Task - Count the occurence of the deduplicated sequences

Loop through the deduplicated sequences and keep track of how many times each unique sequence appears. Write the output to a tab delimited file, where the first column is the unique sequence and the second column is the number of times that sequence is seen.

HINT: Look at the csv module in the standard python library.

HINT: Look at the Counter class in the collections module of the standard python library.

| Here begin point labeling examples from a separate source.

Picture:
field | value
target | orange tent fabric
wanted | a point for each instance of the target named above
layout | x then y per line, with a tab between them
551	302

Record read count statistics

Looking at the downsampled data, we can consider four quantities:

  1. # of total reads (100k)
  2. # of good reads
  3. # of deduplicated reads
  4. # of unique deduplicated reads

Comparing these numbers may give us an idea of how well the overall experiment worked. For example, the fraction of good reads out of the total reads gives us an idea of how efficient the sample preparation protocol is. The fraction of deduplicated reads out of the good reads tells us how much PCR amplification bias we introduced into the data.

Task - Record read count statistics

In whichever format you desire, write out the counts of total reads, good reads, deduplicated reads, and unique deduplicated reads to a file.

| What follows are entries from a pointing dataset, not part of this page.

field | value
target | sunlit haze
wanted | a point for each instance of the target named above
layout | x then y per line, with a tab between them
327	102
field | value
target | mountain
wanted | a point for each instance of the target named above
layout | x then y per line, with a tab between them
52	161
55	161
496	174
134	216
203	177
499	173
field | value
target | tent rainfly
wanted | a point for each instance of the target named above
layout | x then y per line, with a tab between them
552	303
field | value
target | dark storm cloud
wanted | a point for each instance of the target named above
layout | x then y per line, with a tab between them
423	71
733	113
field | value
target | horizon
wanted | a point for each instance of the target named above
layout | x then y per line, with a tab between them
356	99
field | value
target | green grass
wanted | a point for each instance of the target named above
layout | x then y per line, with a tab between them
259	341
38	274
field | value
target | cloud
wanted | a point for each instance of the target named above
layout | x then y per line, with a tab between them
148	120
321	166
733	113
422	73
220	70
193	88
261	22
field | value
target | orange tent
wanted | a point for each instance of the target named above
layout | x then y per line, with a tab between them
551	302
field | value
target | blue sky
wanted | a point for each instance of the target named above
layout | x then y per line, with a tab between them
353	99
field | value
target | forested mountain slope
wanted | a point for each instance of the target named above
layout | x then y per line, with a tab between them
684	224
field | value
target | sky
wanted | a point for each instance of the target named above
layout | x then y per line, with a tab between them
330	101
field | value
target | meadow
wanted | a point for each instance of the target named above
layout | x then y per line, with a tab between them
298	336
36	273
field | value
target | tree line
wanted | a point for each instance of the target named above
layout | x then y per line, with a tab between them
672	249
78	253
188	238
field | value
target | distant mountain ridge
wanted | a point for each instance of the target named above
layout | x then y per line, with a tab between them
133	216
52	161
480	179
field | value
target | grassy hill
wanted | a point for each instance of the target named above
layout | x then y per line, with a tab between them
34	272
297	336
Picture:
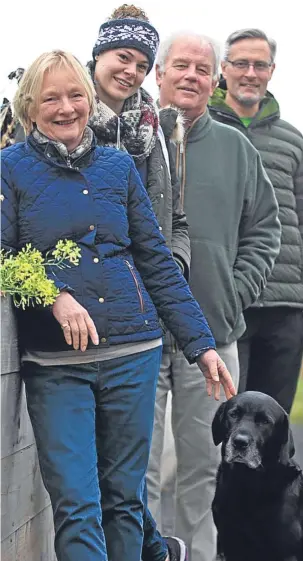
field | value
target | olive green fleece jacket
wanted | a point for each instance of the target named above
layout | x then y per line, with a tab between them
281	149
233	222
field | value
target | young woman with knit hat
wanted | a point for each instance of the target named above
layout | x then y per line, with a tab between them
127	118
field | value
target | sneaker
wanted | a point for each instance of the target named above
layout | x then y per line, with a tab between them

Make your python script generic

Now that we have prototyped our script using a downsampled version of the data, we can be more confident that it will work on a larger dataset. To do this, we can make a simple modification to our script such that the filename we are using is not written directly into the file, but rather passed as a command line argument. The argv property in the standard python sys module makes the command line arguments passed to the python command available to a script.

Task - Make your script generic

Use the sys.argv variable to enable the script to accept a fastq filename as the first argument to the python script. Make sure when your script writes out new files, the filenames reflect the filename passed as an argument.

Run your script on all four of the original FASTQ files and compare the results. These files are substantially larger than the downsampled file, so this may take some minutes.

Questions and Wrap-up

In this workshop, we have taken raw sequencing data from a real-world application and applied computational skills to manipulate and quantify the reads so we can begin interpreting them. The FASTA sequences of deduplicated reads may now be passed on to downstream analysis like mapping to a genome and quantification. The unique sequence counts we used may be also used to identify overrepresented sequences between our different conditions. When you have finished running your script on all of the full FASTQ datasets, compare and interpret the results.